Mobile Suit Gundam AGE premiered on October 9, 2011, airing Sundays at 5:00 p.m. on MBS and TBS, taking over the timeslot previously held by Blue Exorcist. The series ran for 49 episodes and was divided into four distinct narrative arcs: the Flit Arc (episodes 1–15), the Asemu Arc (16–28), the Kio Arc (29–39), and the Three Generations Arc (40–49), which brought the three protagonists together for the conclusion. Each arc corresponded to one of the Asuno family protagonists and reflected Bandai's intent to create a cross-generational story that could appeal to both children and older viewers.

The anime also marked a milestone in distribution strategy, as it became the first Gundam television series to be simulcast worldwide through YouTube on the official Gundam Info channel, which Bandai described as an experiment in global streaming that would later become a standard practice for the franchise. Despite this pioneering approach, critical reception was divided. Contemporary reviewers praised the ambition of telling a three-generation saga but criticized the uneven tone and the way homages to earlier Gundam works sometimes overshadowed original material.

An important companion release was the two-part compilation OVA Mobile Suit Gundam AGE: Memory of Eden, which premiered on July 26, 2013. This special condensed the Asemu storyline and his rivalry with Zeheart into a 150-minute feature that included over an hour of new animation. Critics noted that the re-edit streamlined the pacing and clarified character dynamics, presenting a more focused version of the anime's middle arc.

For its tenth anniversary in 2022, Bandai Namco released a Blu-ray box set containing restored high-definition transfers of all 49 episodes along with Memory of Eden, which further solidified the series' place in the larger Gundam canon despite its initially muted reception.

===Manga===
Two main manga adaptations of the series were produced to coincide with the anime's debut and broaden its reach to different demographics. Mobile Suit Gundam AGE: Story of the Beginning (機動戦士ガンダムAGE 〜始まりの物語〜, Kidō Senshi Gandamu Eiji: Hajimari no Monogatari) by Hiroshi Nakanishi was serialized in Shogakukan's Weekly Shōnen Sunday magazine.
This short, two-chapter adaptation covered the opening of the anime but featured a notable difference in the AGE System: instead of the AGE Builder producing physical upgrades, the Gundam AGE-1 could directly analyze its environment and integrate machinery into combat. This divergence reflected early experimentation with how the AGE System might be represented across media.

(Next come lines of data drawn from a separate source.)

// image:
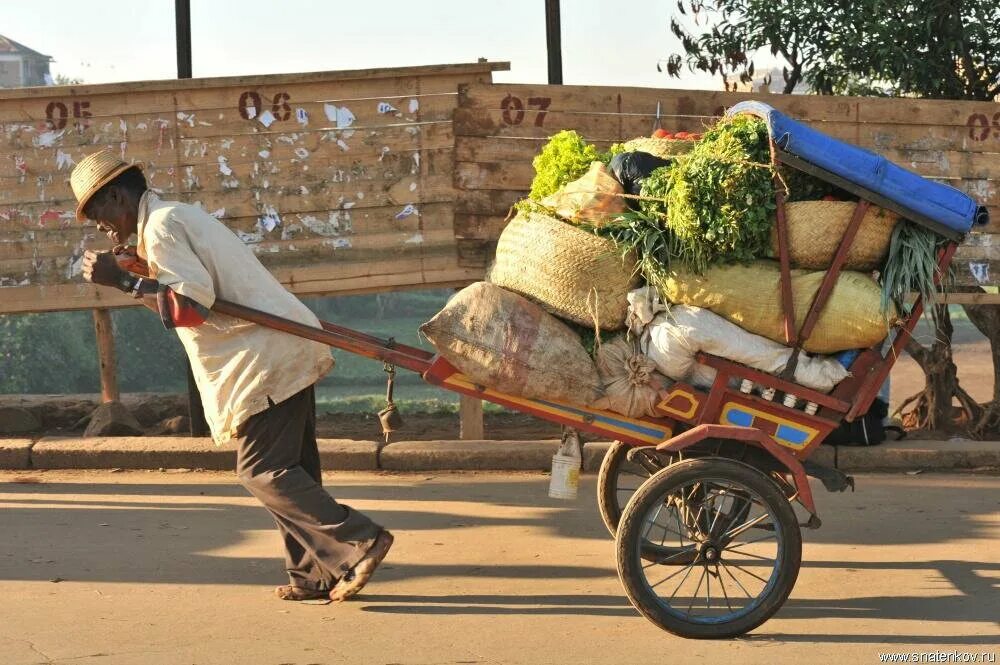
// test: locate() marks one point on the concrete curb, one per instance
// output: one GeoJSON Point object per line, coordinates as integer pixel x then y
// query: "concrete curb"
{"type": "Point", "coordinates": [469, 455]}
{"type": "Point", "coordinates": [339, 454]}
{"type": "Point", "coordinates": [15, 453]}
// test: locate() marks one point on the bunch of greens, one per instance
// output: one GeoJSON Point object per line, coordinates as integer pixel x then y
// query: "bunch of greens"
{"type": "Point", "coordinates": [720, 196]}
{"type": "Point", "coordinates": [643, 237]}
{"type": "Point", "coordinates": [564, 158]}
{"type": "Point", "coordinates": [911, 266]}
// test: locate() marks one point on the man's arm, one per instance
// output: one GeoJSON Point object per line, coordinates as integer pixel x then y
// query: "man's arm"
{"type": "Point", "coordinates": [174, 310]}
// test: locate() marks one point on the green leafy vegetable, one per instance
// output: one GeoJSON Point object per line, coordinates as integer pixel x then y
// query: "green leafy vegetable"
{"type": "Point", "coordinates": [911, 266]}
{"type": "Point", "coordinates": [564, 158]}
{"type": "Point", "coordinates": [720, 196]}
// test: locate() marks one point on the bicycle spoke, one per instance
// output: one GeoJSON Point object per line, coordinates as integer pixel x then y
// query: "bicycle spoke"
{"type": "Point", "coordinates": [722, 583]}
{"type": "Point", "coordinates": [738, 583]}
{"type": "Point", "coordinates": [735, 531]}
{"type": "Point", "coordinates": [738, 566]}
{"type": "Point", "coordinates": [660, 562]}
{"type": "Point", "coordinates": [674, 574]}
{"type": "Point", "coordinates": [690, 566]}
{"type": "Point", "coordinates": [704, 570]}
{"type": "Point", "coordinates": [753, 556]}
{"type": "Point", "coordinates": [751, 542]}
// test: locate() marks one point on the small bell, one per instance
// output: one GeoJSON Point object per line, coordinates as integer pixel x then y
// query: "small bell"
{"type": "Point", "coordinates": [389, 416]}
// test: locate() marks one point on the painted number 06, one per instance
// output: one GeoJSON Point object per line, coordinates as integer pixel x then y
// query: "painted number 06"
{"type": "Point", "coordinates": [513, 109]}
{"type": "Point", "coordinates": [980, 126]}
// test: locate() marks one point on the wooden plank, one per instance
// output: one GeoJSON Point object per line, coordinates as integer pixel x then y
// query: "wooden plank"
{"type": "Point", "coordinates": [678, 103]}
{"type": "Point", "coordinates": [463, 70]}
{"type": "Point", "coordinates": [104, 332]}
{"type": "Point", "coordinates": [470, 416]}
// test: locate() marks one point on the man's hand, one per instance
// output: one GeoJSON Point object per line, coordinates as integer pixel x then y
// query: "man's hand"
{"type": "Point", "coordinates": [102, 268]}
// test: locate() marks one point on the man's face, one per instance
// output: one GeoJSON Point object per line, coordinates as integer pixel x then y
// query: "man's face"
{"type": "Point", "coordinates": [114, 214]}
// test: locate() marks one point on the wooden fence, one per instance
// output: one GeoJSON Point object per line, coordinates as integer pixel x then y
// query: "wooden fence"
{"type": "Point", "coordinates": [499, 128]}
{"type": "Point", "coordinates": [341, 181]}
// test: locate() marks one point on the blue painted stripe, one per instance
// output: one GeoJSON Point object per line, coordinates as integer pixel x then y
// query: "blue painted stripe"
{"type": "Point", "coordinates": [598, 418]}
{"type": "Point", "coordinates": [791, 435]}
{"type": "Point", "coordinates": [739, 418]}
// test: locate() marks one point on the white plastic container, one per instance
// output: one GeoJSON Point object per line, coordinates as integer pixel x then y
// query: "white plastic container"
{"type": "Point", "coordinates": [565, 479]}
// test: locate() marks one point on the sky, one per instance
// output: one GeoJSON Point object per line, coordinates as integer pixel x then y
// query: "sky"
{"type": "Point", "coordinates": [605, 42]}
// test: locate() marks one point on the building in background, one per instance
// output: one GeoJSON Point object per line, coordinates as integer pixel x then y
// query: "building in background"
{"type": "Point", "coordinates": [21, 66]}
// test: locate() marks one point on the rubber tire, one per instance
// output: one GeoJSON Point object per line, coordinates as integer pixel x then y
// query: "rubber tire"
{"type": "Point", "coordinates": [629, 566]}
{"type": "Point", "coordinates": [607, 480]}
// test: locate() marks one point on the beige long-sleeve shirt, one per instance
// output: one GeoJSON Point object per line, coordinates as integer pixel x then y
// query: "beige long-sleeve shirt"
{"type": "Point", "coordinates": [237, 365]}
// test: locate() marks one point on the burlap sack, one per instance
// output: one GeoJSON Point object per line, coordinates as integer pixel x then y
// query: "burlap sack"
{"type": "Point", "coordinates": [595, 198]}
{"type": "Point", "coordinates": [570, 272]}
{"type": "Point", "coordinates": [815, 229]}
{"type": "Point", "coordinates": [503, 341]}
{"type": "Point", "coordinates": [631, 382]}
{"type": "Point", "coordinates": [749, 296]}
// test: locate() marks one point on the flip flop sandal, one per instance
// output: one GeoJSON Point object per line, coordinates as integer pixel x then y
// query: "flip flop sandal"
{"type": "Point", "coordinates": [358, 577]}
{"type": "Point", "coordinates": [289, 592]}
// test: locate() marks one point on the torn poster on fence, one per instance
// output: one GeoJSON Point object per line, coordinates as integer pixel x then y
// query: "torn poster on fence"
{"type": "Point", "coordinates": [341, 116]}
{"type": "Point", "coordinates": [266, 118]}
{"type": "Point", "coordinates": [410, 209]}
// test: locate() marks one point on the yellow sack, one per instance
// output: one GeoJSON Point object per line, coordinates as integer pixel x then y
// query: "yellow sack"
{"type": "Point", "coordinates": [750, 297]}
{"type": "Point", "coordinates": [815, 229]}
{"type": "Point", "coordinates": [596, 197]}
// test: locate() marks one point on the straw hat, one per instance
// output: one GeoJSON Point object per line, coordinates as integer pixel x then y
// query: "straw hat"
{"type": "Point", "coordinates": [93, 172]}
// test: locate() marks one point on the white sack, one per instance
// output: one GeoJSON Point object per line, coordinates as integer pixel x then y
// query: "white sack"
{"type": "Point", "coordinates": [675, 336]}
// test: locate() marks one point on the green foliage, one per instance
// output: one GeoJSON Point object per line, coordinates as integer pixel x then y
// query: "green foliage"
{"type": "Point", "coordinates": [56, 352]}
{"type": "Point", "coordinates": [644, 237]}
{"type": "Point", "coordinates": [911, 266]}
{"type": "Point", "coordinates": [564, 158]}
{"type": "Point", "coordinates": [936, 48]}
{"type": "Point", "coordinates": [720, 196]}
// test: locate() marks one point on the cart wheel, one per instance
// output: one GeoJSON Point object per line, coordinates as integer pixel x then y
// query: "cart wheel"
{"type": "Point", "coordinates": [618, 479]}
{"type": "Point", "coordinates": [735, 543]}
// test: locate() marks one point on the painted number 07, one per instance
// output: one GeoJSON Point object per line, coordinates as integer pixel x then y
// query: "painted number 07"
{"type": "Point", "coordinates": [512, 109]}
{"type": "Point", "coordinates": [979, 126]}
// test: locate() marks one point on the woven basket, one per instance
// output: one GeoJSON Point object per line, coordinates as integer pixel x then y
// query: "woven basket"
{"type": "Point", "coordinates": [663, 148]}
{"type": "Point", "coordinates": [571, 273]}
{"type": "Point", "coordinates": [815, 229]}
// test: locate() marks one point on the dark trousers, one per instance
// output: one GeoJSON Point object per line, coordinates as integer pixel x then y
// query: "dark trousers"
{"type": "Point", "coordinates": [277, 460]}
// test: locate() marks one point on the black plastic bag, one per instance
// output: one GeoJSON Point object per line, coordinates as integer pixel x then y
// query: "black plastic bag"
{"type": "Point", "coordinates": [868, 430]}
{"type": "Point", "coordinates": [631, 168]}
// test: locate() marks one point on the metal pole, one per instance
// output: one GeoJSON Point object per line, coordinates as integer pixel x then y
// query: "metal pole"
{"type": "Point", "coordinates": [182, 13]}
{"type": "Point", "coordinates": [553, 39]}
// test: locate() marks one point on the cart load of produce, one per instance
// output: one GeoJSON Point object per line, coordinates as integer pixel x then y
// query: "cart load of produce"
{"type": "Point", "coordinates": [503, 341]}
{"type": "Point", "coordinates": [572, 312]}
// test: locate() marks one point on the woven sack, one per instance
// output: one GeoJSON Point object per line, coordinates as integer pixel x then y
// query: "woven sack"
{"type": "Point", "coordinates": [572, 273]}
{"type": "Point", "coordinates": [815, 229]}
{"type": "Point", "coordinates": [749, 296]}
{"type": "Point", "coordinates": [503, 341]}
{"type": "Point", "coordinates": [596, 197]}
{"type": "Point", "coordinates": [631, 382]}
{"type": "Point", "coordinates": [663, 148]}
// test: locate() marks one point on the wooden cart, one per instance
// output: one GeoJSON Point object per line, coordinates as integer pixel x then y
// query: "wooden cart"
{"type": "Point", "coordinates": [701, 500]}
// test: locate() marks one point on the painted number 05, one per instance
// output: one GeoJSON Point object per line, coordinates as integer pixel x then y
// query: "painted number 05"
{"type": "Point", "coordinates": [980, 126]}
{"type": "Point", "coordinates": [513, 109]}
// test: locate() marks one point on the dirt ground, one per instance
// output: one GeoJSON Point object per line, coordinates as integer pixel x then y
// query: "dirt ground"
{"type": "Point", "coordinates": [61, 415]}
{"type": "Point", "coordinates": [975, 371]}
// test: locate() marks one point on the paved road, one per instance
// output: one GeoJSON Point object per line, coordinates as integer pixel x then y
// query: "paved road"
{"type": "Point", "coordinates": [160, 568]}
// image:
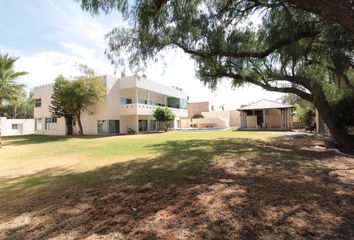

The second adaptation, published in Kadokawa's Gundam Ace, was titled Mobile Suit Gundam AGE: First Evolution. Drawn by Hiyon Katsuragi, it ran from December 2011 to August 2012 and was compiled into three tankōbon volumes. Unlike Story of the Beginning, this series more closely mirrored the anime narrative and was aimed at older Gundam fans reading Gundam Ace.

Two sidestory manga were published to expand the universe and appeal to different readerships. Mobile Suit Gundam AGE: Treasure Star (機動戦士ガンダムAGE トレジャースター), written and illustrated by Masanori Yoshida, ran in Shogakukan's CoroCoro Comic from September 15, 2011, to May 15, 2012. The series follows a boy named Daiki and his spacefaring adventures aboard the ship Treasure Star, blending Gundam elements with lighter, child-friendly motifs that aligned with Bandai's cross-media and toy merchandising strategy.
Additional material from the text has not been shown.